Warning

You are reading the documentation related to the development version. Go here if you are looking for the documentation of the stable release.

Alignment of datasets

[1]:
import spectrochempy as scp
  SpectroChemPy's API - v.0.6.9.dev9
© Copyright 2014-2024 - A.Travert & C.Fernandez @ LCS

Example

To allow some mathematical operations or dataset processing, it is often necessary that the datasets are aligned, i.e., that they have compatible coordinate for the dimensions.
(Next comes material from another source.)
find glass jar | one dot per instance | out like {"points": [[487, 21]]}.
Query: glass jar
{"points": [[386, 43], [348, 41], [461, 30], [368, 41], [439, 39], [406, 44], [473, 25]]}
For sake of demonstration, let’s take an experimental dataset that will be arbitrary split into four unaligned datasets. Then will realign them and apply some binary mathematical operation such as addition or subtraction that required aligned coordinates.

[2]:
dataset = scp.read_omnic("irdata/nh4y-activation.spg")
dataset.y = dataset.y - dataset.y[0]  # remove offset in the time
dataset.y.title = "time"
prefs = dataset.preferences
prefs.reset()
prefs.figure.figsize = (7, 3)
prefs.figure.dpi = 100
_ = dataset.plot_map(colormap="viridis", colorbar=True)
print("shape:", dataset.shape)
shape: (55, 5549)
../../_images/userguide_processing_alignment_4_1.png
[3]:
nd1 = dataset[0:30, 0:4000]
nd2 = dataset[0:30, 2000:5549]
nd3 = dataset[10:55, 0:4000]
nd4 = dataset[10:55, 2000:5549]
_ = scp.multiplot_map(
    datasets=[nd1, nd2, nd3, nd4],
    colormap="viridis",
    nrow=2,
    ncol=2,
    sharex=True,
    sharey=True,
    dpi=100,
)
../../_images/userguide_processing_alignment_5_0.png

The four datasets nd1 to nd4 have some overlapping in both dimensions. But if we want for example to add nd2 with nd4 . This will fail because the dimension are not aligned.

[4]:
try:
    nd2 + nd4
except Exception as e:
    scp.error_(Exception, str(e) + " Cannot add unaligned datasets.")
 ERROR | Exception: operands could not be broadcast together with shapes (30,3549) (45,3549)  Cannot add unaligned datasets.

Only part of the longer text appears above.